Здесь, на самой окраине Кустолесья, люди Силы и Воли держали постоянный пост – для связи с сочувствующими им жителями равнины. Кроме того, с вершины высокой Дозорной скалы хорошо просматривалась дорога, ведущая с запада на восток, и если проклятый одноглазый вздумал бы двинуть войска в Кустолесье с этой стороны, ему не удалось бы застать людей Силы и Воли врасплох.
Дождь, несколько дней отравлявший жизнь дозорным, наконец-то перестал. Тучи все еще ползли по небу, их низкие серые туши плыли на юг.

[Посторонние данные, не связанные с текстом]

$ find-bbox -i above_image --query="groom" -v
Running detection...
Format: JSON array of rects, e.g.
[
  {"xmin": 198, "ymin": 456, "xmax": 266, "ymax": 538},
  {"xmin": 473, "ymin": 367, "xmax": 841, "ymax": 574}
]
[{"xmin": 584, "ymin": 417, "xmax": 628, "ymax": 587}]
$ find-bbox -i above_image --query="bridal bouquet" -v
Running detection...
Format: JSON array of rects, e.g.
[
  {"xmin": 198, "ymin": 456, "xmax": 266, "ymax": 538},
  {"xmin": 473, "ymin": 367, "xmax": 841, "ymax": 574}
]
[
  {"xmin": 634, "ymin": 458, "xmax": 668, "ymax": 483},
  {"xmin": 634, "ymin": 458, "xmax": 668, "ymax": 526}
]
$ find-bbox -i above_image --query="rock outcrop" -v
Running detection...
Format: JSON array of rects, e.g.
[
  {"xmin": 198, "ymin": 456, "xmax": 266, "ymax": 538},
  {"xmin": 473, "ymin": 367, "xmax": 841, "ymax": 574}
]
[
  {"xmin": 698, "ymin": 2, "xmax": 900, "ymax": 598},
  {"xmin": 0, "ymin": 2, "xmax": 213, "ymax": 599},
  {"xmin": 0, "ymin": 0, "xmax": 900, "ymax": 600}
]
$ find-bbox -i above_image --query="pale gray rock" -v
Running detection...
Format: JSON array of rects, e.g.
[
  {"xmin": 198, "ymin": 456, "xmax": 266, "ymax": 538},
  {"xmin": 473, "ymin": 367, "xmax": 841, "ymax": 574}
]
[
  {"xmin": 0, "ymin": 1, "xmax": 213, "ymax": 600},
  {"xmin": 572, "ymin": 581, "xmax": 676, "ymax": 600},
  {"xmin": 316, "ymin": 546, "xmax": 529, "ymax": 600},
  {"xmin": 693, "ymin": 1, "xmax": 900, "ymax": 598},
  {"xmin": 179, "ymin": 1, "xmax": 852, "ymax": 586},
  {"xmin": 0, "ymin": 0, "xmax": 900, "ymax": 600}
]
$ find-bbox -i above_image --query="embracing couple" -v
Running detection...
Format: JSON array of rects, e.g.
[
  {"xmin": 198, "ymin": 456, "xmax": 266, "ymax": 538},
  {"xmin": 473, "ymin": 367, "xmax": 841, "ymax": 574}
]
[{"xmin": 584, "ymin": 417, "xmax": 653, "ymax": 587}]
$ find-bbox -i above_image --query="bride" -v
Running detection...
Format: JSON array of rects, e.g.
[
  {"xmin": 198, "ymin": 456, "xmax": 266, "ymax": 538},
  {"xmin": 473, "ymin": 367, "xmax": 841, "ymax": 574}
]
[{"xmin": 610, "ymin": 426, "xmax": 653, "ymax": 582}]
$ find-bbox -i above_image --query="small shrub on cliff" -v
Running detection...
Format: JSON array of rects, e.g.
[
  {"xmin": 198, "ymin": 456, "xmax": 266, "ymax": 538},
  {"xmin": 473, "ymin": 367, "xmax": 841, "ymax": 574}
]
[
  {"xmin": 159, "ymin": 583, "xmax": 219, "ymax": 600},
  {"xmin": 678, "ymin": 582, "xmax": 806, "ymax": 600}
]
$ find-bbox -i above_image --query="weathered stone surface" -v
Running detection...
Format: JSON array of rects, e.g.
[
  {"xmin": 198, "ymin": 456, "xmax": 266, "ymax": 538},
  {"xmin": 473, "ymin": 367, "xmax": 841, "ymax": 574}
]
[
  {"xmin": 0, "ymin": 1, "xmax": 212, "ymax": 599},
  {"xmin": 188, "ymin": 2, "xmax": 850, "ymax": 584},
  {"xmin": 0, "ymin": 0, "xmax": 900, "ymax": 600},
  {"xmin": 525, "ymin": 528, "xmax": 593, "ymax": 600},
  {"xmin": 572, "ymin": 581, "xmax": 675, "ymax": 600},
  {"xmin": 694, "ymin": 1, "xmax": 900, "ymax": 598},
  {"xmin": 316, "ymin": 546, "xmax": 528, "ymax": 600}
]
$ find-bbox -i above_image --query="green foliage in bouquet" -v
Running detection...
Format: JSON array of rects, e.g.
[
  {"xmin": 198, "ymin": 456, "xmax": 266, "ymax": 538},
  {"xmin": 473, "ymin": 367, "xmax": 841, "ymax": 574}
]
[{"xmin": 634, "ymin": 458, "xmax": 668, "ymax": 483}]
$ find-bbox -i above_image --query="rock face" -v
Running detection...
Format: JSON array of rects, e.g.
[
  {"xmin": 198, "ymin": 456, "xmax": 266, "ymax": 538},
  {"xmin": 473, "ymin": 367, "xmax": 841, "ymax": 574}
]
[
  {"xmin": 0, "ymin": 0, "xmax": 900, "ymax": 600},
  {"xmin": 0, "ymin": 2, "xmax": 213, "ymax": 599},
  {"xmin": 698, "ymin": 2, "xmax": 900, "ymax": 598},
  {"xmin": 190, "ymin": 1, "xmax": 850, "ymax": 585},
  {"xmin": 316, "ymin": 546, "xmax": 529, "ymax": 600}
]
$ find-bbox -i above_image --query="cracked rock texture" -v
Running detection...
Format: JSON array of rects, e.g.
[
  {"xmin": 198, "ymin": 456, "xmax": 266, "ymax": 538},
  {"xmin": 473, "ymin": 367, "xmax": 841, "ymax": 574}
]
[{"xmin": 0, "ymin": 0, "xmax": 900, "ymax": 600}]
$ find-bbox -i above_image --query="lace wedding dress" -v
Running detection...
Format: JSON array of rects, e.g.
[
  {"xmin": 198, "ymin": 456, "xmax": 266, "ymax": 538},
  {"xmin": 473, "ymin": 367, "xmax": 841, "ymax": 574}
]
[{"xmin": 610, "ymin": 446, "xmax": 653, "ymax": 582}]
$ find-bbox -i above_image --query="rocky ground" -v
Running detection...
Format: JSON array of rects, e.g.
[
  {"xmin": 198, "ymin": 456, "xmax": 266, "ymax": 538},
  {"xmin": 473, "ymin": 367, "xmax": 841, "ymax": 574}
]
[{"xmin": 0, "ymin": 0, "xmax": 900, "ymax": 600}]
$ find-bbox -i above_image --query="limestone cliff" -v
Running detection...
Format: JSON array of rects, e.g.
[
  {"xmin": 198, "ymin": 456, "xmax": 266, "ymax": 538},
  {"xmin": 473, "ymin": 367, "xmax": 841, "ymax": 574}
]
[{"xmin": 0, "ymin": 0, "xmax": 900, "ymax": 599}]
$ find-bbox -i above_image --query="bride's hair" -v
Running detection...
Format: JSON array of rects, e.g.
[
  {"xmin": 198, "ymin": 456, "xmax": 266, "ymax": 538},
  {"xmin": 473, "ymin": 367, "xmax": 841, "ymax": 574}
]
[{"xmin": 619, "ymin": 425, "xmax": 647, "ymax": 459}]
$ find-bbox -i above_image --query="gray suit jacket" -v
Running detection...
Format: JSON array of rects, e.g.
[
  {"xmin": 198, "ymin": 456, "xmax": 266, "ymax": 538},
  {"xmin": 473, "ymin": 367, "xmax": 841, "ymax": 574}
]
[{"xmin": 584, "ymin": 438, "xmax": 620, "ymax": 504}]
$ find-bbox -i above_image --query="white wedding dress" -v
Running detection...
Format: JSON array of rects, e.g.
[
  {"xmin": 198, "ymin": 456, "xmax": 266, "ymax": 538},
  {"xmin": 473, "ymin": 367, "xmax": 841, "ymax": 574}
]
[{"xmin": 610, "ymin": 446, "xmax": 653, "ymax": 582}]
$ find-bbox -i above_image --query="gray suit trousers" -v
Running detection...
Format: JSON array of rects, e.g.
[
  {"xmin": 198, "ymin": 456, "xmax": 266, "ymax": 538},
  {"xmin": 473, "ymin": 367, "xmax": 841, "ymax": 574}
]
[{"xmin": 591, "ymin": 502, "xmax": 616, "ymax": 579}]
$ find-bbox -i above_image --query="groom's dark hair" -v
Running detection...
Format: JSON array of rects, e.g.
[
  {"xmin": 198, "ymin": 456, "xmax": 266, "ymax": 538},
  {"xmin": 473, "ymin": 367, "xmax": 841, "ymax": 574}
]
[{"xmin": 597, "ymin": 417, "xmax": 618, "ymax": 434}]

На смену им с севера надвигалась полоса чистого неба, и дальние холмы в лучах Зоряной звезды уже заблестели мокрыми головами.
Шон вывел из-за скалы оседланного прыгуна, привычным движением забросил кряжистое тело в седло и ускакал в сторону зарослей, начинающихся в полумиле от Дозорной скалы. Скиф остался «в догляде», в любую секунду готовый подпалить укрытый от дождя под кожаным пологом фитиль сигнальной ракеты. Впрочем, в этот раз опасаться было нечего – снейкеры хорошо знали почтаря Гаррета, прозванного Слюнявым за вечно мокрые губы.
Скиф, положив перед собой три заряженных арбалета, сел на камень и, покусывая травинку, стал ждать. Вскоре до его ушей донеслось тарахтение трицикла, а потом он без труда разглядел, что в этот раз почтарь приехал к Дозорной скале не один. Это поначалу несколько смутило Скифа, и он переложил один из арбалетов себе на колени. Но, присмотревшись, дозорный расслабился – вряд ли замотанный в мокрое тряпье человек, сидевший позади Гаррета, мог угрожать людям Силы и Воли. Тут же Скиф почувствовал злость – тупой почтарь привез чужака, а раз так, то должен поплатиться за свое безрассудство. Брасса Парис, дад снейкеров Кустолесья, конечно же, не спустит это дело на тормозах.
– Быть Слюнявому поротым! – пробормотал Скиф и засмеялся, оскалив мелкие желтые зубы.